To put it simple, LLMs are teachers and SLMs are workers.
The Generalist Trap
Today, much of the industry is stuck in what can only be described as the Generalist Trap. We routinely deploy frontier models with billions of parameters to perform narrow, repetitive, and highly specific tasks like data extraction, classification, routing, validation. These models can do the job, but they are doing it inefficiently. Using an LLM for such tasks is like asking:
“Why employ a PhD in literature to do data entry?”
The PhD can do it, but they are overqualified, expensive, and slow relative to a trained specialist. In the same way, we are choosing a generalist over a superior specialist, paying for excess intelligence we neither need nor effectively use. The result is higher latency, higher cost, and systems that are operationally fragile. This is not a model capability problem. It is an architecture problem.

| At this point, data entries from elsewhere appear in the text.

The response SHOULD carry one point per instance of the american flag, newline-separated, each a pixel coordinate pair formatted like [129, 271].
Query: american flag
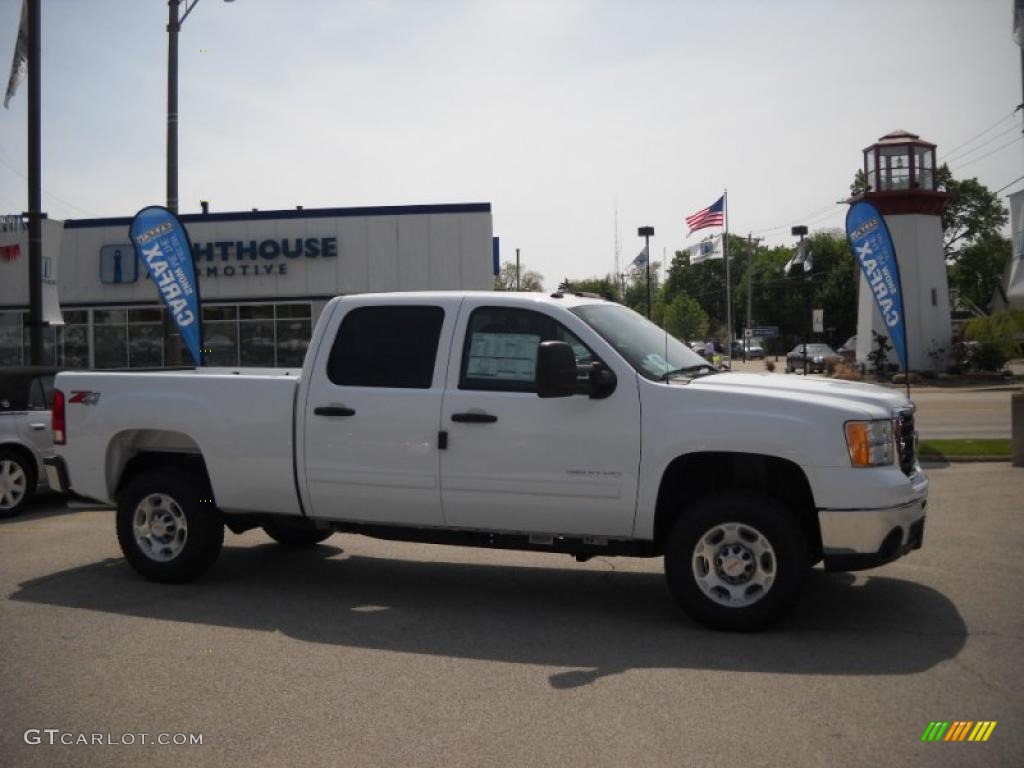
[713, 215]
[9, 253]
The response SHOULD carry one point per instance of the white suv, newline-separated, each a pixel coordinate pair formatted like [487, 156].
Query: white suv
[26, 397]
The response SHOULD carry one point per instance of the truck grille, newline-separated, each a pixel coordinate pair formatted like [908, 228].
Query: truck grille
[906, 440]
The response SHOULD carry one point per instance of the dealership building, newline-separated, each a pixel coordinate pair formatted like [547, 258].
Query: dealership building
[264, 278]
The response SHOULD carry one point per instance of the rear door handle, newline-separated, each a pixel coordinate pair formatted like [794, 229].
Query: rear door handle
[474, 418]
[333, 411]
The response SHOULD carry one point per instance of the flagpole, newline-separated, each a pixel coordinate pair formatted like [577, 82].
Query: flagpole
[728, 288]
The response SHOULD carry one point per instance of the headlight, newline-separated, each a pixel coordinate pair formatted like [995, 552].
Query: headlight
[870, 442]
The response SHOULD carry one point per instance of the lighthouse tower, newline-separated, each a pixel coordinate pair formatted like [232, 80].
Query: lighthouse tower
[900, 174]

Agents as Narrow Interfaces
To escape the Generalist Trap, we need to rethink what an agent actually is. It is a gateway that allows a generalist model to temporarily act like a specialist while we learn the task. When you first build an agent, you absolutely should use an LLM. The LLM is excellent at exploring solution space, handling edge cases, and figuring out how a task should be done. But this phase is transitional.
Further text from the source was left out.